Satu hal yang perlu kita apresiasi adalah laju pertumbuhan kasus baru penularan virus corona di negeri kita melambat. Dalam 6 hari terakhir (22-27 Maret), pasien positif corona bertambah antara 12,65% (terendah, 23 Maret) hingga 18,48% (tertinggi, 24 Maret). Sebelum periode ini, pertumbuhan pasien baru di atas 21%, bahkan pada 19 Maret mencapai 36,55%.
Meski penularan mengalami pelambatan, belum saatnya kita bernapas lega. Pertama karena rapid test belum dilakukan di semua wilayah. Pada provinsi dan kota./kabupaten yang telah melakukan rapid test pun hasilnya belum keluar. Ada potensi besar angka tertular melonjak tajam pasca-rapid test.
Kedua, meski pertambahan kasus baru melambat, tetap saja pertambahan jumlah penderita memberi beban besar di hilir, yaitu di rumah sakit-rumah sakit yang merawat pasien covid-19.

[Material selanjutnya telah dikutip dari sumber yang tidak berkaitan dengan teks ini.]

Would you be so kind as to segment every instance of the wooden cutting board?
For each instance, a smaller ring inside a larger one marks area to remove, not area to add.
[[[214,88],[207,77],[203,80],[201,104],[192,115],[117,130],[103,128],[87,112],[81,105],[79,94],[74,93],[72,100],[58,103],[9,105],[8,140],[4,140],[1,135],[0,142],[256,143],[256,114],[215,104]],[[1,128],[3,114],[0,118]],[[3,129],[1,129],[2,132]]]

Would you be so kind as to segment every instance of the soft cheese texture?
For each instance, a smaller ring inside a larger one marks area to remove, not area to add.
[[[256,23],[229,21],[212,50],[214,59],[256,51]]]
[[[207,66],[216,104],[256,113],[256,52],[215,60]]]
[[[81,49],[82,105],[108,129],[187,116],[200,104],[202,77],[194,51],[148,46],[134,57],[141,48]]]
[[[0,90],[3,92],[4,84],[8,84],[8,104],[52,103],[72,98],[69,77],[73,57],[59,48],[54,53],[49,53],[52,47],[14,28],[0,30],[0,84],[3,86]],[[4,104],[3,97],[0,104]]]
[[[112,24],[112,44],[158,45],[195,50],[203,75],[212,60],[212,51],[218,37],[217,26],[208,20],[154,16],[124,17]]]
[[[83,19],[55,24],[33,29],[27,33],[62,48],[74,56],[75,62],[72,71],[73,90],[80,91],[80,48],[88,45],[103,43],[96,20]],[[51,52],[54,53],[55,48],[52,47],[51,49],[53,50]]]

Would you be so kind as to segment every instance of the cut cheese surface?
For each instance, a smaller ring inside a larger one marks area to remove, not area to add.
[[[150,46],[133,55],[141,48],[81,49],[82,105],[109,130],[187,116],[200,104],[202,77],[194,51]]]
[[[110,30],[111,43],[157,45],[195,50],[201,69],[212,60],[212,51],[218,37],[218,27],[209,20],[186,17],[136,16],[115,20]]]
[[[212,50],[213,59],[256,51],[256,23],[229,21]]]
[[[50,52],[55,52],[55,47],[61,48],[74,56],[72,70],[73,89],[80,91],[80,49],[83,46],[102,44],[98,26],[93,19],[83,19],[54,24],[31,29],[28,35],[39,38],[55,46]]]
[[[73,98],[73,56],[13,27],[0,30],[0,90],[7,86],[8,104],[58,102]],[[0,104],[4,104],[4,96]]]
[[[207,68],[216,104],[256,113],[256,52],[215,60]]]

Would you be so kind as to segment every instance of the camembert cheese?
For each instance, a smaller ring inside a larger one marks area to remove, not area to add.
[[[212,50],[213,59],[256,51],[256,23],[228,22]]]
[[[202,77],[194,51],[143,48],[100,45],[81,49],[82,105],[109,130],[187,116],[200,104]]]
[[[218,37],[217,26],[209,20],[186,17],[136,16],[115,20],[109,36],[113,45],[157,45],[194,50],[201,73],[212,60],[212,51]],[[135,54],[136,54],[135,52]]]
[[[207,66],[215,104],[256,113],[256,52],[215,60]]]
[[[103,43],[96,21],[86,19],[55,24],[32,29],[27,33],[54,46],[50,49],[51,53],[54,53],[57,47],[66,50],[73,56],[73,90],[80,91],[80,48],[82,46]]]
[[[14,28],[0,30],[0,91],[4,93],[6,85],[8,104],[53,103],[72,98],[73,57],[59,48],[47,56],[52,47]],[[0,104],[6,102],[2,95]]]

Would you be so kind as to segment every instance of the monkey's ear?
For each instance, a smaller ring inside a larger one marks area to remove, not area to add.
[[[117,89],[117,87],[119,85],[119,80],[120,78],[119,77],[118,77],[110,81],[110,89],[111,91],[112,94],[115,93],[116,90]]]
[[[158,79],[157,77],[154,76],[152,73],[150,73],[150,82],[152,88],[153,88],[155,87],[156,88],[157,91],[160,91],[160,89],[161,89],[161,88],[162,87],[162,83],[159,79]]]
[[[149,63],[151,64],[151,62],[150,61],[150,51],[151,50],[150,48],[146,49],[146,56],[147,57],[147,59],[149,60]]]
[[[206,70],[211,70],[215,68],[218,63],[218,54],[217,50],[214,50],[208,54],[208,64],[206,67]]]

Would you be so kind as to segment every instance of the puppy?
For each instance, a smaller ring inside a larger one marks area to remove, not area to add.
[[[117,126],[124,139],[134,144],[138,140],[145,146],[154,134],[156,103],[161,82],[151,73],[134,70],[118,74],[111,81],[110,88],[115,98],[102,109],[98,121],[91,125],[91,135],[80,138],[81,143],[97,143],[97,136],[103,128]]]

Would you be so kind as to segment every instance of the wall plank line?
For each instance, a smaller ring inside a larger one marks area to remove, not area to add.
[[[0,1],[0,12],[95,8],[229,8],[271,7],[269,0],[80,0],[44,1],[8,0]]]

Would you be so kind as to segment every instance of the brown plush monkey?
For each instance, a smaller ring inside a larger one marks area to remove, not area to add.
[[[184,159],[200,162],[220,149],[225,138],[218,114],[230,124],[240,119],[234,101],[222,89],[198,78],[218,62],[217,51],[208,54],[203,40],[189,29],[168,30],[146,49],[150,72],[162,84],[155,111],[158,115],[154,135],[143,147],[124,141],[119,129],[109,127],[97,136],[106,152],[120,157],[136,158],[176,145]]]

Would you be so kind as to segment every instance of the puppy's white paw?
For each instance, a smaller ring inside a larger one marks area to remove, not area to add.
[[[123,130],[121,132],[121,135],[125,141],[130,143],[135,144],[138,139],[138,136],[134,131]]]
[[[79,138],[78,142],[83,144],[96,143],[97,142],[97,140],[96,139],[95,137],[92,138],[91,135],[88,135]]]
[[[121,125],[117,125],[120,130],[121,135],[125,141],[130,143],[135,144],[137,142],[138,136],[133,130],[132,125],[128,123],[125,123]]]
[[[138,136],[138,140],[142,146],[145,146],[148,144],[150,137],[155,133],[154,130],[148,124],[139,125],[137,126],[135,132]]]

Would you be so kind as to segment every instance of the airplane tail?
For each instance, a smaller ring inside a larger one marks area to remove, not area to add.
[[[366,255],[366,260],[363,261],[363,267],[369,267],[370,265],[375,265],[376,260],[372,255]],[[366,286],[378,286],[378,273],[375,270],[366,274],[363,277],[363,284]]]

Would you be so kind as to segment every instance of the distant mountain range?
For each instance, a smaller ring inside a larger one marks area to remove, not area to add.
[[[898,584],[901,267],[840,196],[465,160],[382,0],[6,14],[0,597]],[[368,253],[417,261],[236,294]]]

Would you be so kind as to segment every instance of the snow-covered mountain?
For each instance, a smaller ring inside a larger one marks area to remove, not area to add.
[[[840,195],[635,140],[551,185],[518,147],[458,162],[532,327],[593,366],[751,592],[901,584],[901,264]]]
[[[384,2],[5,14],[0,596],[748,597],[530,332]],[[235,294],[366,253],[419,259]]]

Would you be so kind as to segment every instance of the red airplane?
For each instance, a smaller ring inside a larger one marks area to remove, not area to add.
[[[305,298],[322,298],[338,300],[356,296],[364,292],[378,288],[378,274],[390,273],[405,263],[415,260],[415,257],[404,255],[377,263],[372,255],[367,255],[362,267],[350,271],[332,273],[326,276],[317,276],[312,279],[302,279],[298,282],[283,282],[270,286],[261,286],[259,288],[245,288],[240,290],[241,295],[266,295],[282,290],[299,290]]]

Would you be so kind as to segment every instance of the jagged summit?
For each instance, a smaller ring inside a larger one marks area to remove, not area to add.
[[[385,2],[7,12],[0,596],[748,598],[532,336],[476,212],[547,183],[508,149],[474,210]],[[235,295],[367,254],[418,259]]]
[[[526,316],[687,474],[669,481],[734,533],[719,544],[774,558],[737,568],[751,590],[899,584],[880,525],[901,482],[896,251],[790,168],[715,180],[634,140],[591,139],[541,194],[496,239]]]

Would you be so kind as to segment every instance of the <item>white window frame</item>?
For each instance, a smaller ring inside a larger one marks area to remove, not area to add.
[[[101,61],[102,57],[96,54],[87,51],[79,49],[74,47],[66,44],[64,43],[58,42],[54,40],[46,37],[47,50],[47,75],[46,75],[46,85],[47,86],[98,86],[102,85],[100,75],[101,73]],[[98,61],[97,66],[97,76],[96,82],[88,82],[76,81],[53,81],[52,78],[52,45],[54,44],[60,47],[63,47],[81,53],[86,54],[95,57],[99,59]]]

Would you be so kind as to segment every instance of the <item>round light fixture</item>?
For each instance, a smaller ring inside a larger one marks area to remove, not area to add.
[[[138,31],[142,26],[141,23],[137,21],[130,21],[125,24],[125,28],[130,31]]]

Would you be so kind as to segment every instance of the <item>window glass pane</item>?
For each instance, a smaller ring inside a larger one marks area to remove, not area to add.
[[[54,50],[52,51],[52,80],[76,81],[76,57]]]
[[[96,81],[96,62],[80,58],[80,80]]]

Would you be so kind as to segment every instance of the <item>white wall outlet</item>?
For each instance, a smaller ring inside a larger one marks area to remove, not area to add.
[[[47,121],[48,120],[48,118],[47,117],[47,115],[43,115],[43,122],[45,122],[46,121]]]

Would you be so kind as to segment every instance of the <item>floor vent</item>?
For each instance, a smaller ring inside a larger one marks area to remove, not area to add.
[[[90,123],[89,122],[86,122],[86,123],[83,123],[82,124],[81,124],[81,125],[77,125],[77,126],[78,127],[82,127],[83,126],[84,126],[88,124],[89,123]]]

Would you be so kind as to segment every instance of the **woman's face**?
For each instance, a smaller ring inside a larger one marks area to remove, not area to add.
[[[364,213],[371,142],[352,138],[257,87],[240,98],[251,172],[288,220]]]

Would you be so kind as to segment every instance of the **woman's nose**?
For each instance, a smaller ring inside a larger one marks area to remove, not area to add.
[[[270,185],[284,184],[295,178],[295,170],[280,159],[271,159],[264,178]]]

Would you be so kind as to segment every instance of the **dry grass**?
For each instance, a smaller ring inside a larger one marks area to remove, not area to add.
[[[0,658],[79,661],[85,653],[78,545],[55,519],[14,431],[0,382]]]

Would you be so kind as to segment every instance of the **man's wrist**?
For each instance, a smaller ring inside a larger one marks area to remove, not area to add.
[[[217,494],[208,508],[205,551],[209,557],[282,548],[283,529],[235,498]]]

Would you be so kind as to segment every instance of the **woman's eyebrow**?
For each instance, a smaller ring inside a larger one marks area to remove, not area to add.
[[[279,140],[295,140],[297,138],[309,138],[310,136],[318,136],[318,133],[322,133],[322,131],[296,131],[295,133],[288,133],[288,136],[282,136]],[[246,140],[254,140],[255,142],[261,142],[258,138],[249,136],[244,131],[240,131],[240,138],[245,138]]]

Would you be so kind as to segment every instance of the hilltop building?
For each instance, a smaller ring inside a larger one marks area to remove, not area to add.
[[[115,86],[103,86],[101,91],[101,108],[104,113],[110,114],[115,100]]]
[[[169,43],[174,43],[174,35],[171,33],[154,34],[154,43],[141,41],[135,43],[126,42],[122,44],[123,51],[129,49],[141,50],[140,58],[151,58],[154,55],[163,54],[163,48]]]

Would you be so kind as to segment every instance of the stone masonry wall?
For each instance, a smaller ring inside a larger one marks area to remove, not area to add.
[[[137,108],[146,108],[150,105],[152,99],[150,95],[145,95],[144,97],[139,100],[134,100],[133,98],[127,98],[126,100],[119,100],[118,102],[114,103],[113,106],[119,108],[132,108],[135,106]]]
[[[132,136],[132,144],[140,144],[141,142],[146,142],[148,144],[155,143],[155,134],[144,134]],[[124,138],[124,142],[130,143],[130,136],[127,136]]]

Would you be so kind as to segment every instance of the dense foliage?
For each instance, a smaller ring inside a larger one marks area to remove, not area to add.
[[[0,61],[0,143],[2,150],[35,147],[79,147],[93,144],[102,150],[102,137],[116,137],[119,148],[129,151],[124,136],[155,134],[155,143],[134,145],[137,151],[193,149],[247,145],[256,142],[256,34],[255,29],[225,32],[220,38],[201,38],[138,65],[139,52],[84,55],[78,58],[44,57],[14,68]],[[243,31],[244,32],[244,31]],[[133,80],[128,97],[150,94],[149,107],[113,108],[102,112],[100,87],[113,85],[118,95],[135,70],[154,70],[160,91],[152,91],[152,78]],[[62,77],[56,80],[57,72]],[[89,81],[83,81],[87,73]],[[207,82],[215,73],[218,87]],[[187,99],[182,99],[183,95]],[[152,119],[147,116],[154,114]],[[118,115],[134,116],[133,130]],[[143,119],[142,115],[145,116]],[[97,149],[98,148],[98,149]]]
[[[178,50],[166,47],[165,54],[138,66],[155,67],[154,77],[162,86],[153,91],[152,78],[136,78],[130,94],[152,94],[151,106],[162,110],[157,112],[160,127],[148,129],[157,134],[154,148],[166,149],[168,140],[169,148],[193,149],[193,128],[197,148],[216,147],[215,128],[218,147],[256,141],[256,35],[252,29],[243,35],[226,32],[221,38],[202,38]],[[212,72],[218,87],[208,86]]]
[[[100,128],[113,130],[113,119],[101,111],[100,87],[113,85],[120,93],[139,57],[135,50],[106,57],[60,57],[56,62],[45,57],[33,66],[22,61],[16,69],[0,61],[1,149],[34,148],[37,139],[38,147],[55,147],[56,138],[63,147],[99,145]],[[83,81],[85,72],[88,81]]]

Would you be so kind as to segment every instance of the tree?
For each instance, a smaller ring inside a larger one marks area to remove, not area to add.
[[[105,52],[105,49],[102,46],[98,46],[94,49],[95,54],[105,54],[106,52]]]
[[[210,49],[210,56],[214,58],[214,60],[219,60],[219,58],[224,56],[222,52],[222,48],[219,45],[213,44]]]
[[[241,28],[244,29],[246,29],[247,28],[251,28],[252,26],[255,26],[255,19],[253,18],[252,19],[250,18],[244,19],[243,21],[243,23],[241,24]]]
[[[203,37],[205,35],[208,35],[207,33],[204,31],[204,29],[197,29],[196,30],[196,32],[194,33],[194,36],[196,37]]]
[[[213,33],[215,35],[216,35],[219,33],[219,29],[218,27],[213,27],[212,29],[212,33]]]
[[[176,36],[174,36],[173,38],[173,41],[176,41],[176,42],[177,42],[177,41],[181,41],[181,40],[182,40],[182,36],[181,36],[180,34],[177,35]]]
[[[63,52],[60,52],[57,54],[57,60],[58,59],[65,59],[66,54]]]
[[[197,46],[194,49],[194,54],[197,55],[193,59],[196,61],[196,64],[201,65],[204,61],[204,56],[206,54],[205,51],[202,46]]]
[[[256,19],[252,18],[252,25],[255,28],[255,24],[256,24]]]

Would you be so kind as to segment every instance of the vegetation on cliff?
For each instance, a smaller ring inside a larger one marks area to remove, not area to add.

Tingginya tingkat kematian (CFR), rata-rata 8,37% dalam 6 hari terakhir menunjukkan bahwa kelemahan utama kita terletak di hilir, yaitu pada penanganan pasien kritis. Hal ini bisa jadi terkait keterbatasan fasilitas, seperti ketersediaan ventilator, dan tenaga perawatan di rumah sakit.
Karena itu, selain meningkatkan kapasitas rumah sakit-rumah sakit dalam penanganan pasien kritis Covid-19; pembatasan sosial untuk mencegah penularan wajib diperketat agar laju penularan bisa diperlambat lagi.
Problemnya, tingkat kepatuhan warga terhadap pembatasan sosial masih rendah. Di banyak tempat, kumpulan orang-orang masih terjadi; pengkondisian jarak aman di sejumlah tempat publik belum ditegakkan. Dalam artikel "Repotnya Berobat di RS Kala Invasi Corona" saya menyinggung kondisi di rumah sakit spesialis mata di Kota Kupang yang para pasien dan pengunjung masih duduk berhimpitan. Semoga saja sekarang pengaturan jarak duduk di sana sudah ditegakkan.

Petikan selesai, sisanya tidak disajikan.